Some colleges and universities offer four-year BSN programs. Acceptance into a BSN program requires students to pass one or more prerequisite courses such as:

  • Human anatomy.
  • Pharmacology.
  • Healthcare ethics.

The BSN program emphasizes leadership, communication and problem-solving skills to help students move forward in their careers. BSN graduates must also take the NCLEX to become a RN. Nurses with a BSN can work in management and supervisory positions as well as at the bedside.

Nurses Can Transform the U.S. Healthcare System

In 2008, the Robert Wood Johnson Foundation (RWJF) produced an initiative to address the future of nursing. As a result of the RWJF Initiative, the Institute of Medicine (IOM) published “The Future of Nursing: Leading Change, Advancing Health” in 2010. The IOM called for nurses to take on leadership roles wherever they are employed and recommended that 80 percent of the nursing workforce obtain a BSN by 2020.

Nursing in Louisiana

From 2013 to 2014, 1,285 out of 2,081 nurses graduated from baccalaureate programs in Louisiana. That translates to 62 percent of the nurses earning a bachelor’s degree. The number of graduates from accelerated BSN programs in Louisiana increased by 90 percent in 2014. While the number of nurses is increasing across the country, Louisiana is experiencing a nursing shortage due to low salaries, limited funds, and a lack of educators, clinical sites and classroom space.

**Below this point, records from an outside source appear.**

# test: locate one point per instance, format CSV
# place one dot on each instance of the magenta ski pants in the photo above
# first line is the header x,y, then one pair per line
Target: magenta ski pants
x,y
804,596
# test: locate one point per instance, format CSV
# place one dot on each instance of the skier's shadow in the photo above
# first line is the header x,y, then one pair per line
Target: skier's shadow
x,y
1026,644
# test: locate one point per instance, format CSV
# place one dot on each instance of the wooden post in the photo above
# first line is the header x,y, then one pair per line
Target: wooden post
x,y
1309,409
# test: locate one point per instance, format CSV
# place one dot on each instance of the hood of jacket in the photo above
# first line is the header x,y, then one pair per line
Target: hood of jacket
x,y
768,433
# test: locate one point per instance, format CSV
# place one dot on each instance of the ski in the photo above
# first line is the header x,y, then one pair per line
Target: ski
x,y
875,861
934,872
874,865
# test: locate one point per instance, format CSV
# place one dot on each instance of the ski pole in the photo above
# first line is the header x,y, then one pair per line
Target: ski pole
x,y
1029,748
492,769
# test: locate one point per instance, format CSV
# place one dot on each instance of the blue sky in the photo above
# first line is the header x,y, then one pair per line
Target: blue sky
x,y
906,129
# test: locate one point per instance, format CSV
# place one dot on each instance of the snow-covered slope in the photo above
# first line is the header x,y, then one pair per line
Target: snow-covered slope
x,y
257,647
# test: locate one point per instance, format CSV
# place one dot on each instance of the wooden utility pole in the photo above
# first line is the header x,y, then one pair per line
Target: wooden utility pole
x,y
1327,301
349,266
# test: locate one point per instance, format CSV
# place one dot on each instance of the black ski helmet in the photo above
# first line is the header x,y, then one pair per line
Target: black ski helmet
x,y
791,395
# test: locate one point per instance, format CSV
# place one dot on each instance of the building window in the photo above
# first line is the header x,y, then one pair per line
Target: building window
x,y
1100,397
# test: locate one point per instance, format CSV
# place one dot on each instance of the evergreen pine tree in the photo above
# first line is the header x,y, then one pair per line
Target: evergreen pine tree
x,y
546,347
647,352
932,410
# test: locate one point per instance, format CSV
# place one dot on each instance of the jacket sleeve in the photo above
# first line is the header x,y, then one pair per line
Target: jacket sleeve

According to the U.S. Bureau of Labor Statistics (BLS), the national mean annual wage for RNs is $71,000 while nurses in Louisiana earned an average salary of $62,450 in 2015. The statewide shortage of nurses is predicted to last through 2020. However, the shortage may be regional within the state.

Prepare for 2020

Why wait to earn a BSN? You can start an online RN to BSN program now, and in as few as 14 months, you can complete the program. Multiple start dates are still available. In the RN to BSN program, you will learn about caring for vulnerable populations, identifying and analyzing symptoms and conducting patient health assessments.

Nurses tackle all aspects of healthcare on a daily basis. Successful healthcare outcomes depend on nurses effectively interacting and communicating with patients, physicians and other healthcare professionals. Nurses know what techniques and procedures are best for patients. Nurses can inform government, businesses, healthcare organizations, professional associations and the insurance industry on ways to provide excellent, affordable and accessible care to everyone. They are a good resource for improving our healthcare systems, and that is a significant reason why nurses should earn a BSN by 2020.